Intitulé « The Economic Consequences of Air Pollution », il évalue que la réduction conséquente de la production économique mondiale à l’horizon 2060 représentera environ 330 USD par personne. Les coûts annuels des soins de santé liés à la pollution atmosphérique atteindraient 176 milliards dollards contre 21 milliards dollars en 2015. Et le nombre de jours de travail perdus pour cause de maladie liée à la pollution de l’air passerait de 1,2 milliard à 3,7 milliards.

Plus de 3 millions de décès en 2010

« Le nombre de vies écourtées en raison de la pollution de l’air est déjà terrifiante, et son augmentation potentielle dans les décennies à venir est effrayante. Si ce n’était pas une raison suffisante pour agir, ce rapport montre que l’inaction aura aussi un coût économique considérable », a déclaré le directeur Environnement de l'OCDE Simon Upton, lors de la 8e Conférence ministérielle « Un environnement pour l’Europe » à Batumi, Géorgie. « Nous devons empêcher que ces projections deviennent une réalité », a-t-il martelé. 

Et il y a urgence.
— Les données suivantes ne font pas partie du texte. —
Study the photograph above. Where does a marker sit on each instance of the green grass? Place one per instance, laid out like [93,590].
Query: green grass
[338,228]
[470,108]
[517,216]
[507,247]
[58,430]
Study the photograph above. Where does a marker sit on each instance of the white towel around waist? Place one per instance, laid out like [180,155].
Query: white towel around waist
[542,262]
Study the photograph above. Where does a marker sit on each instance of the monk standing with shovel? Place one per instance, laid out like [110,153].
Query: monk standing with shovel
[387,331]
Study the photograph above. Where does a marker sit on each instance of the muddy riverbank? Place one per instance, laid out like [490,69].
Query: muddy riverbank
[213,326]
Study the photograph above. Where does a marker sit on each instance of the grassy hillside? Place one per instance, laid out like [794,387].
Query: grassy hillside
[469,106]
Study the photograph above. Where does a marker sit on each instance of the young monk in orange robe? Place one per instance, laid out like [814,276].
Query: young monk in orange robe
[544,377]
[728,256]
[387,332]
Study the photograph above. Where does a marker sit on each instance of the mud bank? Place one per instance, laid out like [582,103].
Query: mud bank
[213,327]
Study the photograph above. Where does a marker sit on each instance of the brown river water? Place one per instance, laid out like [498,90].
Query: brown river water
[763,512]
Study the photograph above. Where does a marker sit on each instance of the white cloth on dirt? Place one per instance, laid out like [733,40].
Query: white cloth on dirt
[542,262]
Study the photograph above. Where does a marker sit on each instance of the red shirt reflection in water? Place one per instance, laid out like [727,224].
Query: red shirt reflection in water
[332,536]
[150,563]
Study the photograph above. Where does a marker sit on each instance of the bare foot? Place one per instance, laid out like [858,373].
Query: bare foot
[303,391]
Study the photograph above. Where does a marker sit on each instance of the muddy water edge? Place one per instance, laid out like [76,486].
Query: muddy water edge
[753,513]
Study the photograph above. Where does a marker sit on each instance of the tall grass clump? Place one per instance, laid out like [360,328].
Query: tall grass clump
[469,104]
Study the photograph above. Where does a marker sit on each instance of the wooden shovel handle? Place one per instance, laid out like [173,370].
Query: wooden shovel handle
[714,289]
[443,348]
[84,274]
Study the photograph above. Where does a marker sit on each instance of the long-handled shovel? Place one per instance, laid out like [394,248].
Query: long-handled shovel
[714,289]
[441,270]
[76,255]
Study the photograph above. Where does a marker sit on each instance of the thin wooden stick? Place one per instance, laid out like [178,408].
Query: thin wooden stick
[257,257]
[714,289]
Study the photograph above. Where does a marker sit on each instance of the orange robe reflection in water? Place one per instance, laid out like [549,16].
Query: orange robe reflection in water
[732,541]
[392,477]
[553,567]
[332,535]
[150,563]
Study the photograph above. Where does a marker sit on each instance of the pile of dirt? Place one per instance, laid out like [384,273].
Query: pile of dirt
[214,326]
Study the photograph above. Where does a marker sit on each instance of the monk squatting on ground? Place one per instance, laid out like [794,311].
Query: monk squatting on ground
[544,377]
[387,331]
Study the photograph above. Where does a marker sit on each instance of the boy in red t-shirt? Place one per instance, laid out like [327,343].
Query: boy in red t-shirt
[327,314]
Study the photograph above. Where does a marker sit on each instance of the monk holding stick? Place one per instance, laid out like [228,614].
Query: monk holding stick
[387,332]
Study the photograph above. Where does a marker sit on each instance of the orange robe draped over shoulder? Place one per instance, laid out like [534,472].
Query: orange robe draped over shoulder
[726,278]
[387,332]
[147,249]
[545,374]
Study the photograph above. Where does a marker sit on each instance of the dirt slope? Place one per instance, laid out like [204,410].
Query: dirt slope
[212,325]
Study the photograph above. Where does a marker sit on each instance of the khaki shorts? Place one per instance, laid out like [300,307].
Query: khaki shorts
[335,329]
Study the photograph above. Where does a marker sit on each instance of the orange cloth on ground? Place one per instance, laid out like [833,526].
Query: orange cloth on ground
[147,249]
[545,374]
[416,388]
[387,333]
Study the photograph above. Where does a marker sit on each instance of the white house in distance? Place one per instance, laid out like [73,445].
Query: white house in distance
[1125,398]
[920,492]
La pollution de l’air extérieur a déjà entraîné plus de 3 millions de décès prématurés en 2010, les personnes âgées et les enfants étant les plus vulnérables. Les projections de l'OCDE impliquent ainsi un doublement, voire un triplement des décès prématurés dus à la pollution de l’air, « soit un décès prématuré toutes les quatre ou cinq secondes  d’ici 2060 », précise l'Organisation dans un communiqué.
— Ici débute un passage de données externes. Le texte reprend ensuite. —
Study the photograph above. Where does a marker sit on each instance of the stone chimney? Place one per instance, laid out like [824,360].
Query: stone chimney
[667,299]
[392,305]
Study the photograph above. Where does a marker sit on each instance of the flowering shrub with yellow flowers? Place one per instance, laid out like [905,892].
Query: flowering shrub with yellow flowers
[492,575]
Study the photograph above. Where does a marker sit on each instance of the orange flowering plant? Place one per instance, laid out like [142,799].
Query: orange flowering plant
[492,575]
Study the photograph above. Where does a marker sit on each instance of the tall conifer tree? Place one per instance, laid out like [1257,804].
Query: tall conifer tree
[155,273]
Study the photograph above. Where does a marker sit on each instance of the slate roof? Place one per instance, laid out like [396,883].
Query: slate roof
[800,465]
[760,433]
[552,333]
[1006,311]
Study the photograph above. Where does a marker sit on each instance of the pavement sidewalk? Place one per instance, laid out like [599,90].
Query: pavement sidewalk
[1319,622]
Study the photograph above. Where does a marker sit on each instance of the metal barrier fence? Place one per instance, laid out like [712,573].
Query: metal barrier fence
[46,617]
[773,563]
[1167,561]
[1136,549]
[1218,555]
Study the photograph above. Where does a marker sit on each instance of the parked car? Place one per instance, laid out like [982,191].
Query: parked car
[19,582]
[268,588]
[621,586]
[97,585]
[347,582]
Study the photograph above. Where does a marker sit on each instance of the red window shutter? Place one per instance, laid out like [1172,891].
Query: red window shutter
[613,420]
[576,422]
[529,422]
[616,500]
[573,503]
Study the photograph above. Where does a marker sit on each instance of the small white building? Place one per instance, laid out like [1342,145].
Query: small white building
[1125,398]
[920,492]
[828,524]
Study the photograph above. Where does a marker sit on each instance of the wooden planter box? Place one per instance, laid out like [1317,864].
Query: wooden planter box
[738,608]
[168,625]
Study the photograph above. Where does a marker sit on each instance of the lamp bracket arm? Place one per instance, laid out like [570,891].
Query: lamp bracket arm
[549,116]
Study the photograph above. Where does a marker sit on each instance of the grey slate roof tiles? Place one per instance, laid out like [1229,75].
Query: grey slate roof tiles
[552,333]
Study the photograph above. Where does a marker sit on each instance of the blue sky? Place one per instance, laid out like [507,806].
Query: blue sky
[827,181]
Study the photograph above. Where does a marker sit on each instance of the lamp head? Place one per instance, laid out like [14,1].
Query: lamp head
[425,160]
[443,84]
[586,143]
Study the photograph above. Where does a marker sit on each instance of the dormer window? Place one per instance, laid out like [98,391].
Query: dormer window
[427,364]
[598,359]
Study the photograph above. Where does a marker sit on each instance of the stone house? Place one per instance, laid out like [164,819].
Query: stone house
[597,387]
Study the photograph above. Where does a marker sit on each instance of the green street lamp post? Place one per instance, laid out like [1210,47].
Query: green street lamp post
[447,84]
L'Inde et la Chine les plus menacées 

Les plus fortes hausses de la mortalité liée à la pollution de l’air sont prévues en Inde, en Chine, en Corée et dans des pays d’Asie centrale comme l’Ouzbékistan, « où la croissance démographique et la congestion des zones urbaines feront qu’un plus grand nombre de personnes seront exposées aux émissions des centrales électriques et aux gaz d’échappement ».

Selon les prévisions, les taux de décès prématurés iraient jusqu’à tripler entre 2010 et 2060 en Chine et seraient multipliés par quatre en Inde. Les taux de mortalité se stabiliseraient en revanche aux États-Unis et baisseraient dans la plupart des pays d’Europe occidentale, « grâce en partie aux efforts déployés pour passer à des sources d’énergie et des modes de transport plus propres ».
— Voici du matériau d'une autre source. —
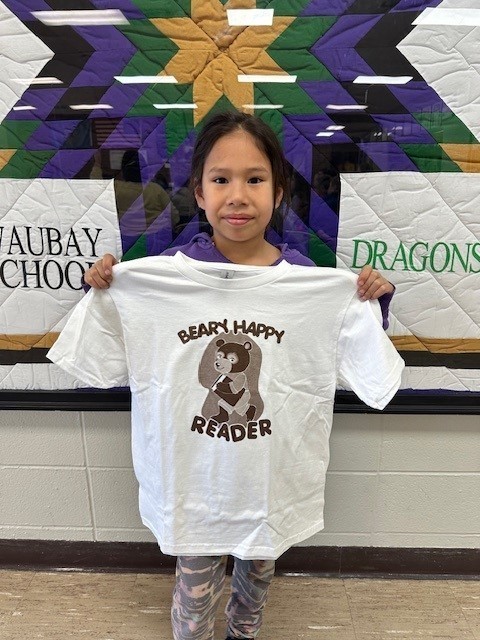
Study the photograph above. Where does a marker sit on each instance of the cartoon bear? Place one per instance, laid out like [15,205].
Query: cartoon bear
[231,361]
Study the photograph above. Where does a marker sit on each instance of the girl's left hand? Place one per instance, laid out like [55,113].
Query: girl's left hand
[371,284]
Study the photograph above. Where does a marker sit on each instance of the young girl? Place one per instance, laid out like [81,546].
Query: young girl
[239,178]
[244,241]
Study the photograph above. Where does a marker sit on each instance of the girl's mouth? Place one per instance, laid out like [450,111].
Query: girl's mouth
[237,220]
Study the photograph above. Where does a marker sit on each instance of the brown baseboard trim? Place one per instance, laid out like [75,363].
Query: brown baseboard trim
[342,562]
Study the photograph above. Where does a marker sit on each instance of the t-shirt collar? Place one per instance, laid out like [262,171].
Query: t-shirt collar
[221,275]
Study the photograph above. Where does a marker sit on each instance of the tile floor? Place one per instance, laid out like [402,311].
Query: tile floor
[100,606]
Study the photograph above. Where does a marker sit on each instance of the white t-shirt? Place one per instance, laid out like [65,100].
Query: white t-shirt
[233,371]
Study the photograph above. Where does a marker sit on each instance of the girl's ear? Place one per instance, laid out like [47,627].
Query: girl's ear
[279,197]
[198,193]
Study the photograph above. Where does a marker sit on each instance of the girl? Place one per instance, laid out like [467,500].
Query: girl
[239,178]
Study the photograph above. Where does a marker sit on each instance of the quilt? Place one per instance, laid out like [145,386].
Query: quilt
[377,107]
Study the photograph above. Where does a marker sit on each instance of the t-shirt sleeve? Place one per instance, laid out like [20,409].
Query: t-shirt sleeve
[91,346]
[367,363]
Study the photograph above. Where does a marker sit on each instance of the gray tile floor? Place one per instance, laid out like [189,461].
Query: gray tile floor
[100,606]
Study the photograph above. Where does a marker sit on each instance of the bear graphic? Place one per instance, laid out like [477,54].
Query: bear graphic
[230,369]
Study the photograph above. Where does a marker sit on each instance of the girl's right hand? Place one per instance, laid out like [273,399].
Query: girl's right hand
[99,276]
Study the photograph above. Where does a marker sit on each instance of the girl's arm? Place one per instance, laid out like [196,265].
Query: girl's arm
[373,286]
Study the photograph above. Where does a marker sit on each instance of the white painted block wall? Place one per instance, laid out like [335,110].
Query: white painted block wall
[393,481]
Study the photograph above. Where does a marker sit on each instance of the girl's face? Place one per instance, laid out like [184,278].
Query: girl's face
[236,191]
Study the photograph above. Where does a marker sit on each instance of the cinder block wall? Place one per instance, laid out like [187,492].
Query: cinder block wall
[393,481]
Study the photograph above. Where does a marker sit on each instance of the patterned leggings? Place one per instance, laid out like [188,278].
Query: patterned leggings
[198,587]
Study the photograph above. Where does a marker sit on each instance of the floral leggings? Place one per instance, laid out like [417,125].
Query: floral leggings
[199,585]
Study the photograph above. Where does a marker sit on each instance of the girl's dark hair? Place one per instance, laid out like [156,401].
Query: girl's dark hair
[226,122]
Les citoyens mis à contribution 

Et c’est également en Chine (mais aussi en Russie, en Inde, en Corée et dans les pays d’Europe orientale et de la région Caspienne) que les pertes de PIB seraient les plus fortes, « les coûts sanitaires et la baisse de productivité du travail affectant la production ». La mauvaise qualité de l’air frappera plus durement l’économie de la Chine que celle de l’Inde. L'explication des auteurs est que « les différences démographiques et la structure de l’épargne des ménages auront un impact plus important pour l’économie chinoise sur la baisse de productivité du travail et l’augmentation des coûts médicaux ». Des arguments qui vont peut-être relancer les spéculations prédisant que l'Inde deviendra la 3ème puissance mondiale d'ici à 2030 ?

La réduction des rendements agricoles sous l’effet de la pollution de l’air pèsera elle sur les économies de la plupart des pays. À l’exception du Brésil, de la Russie et de  certains pays d’Amérique latine « où les activités agricoles devraient être moins touchées, d’où une meilleure compétitivité à l’exportation et par conséquent des gains économiques ».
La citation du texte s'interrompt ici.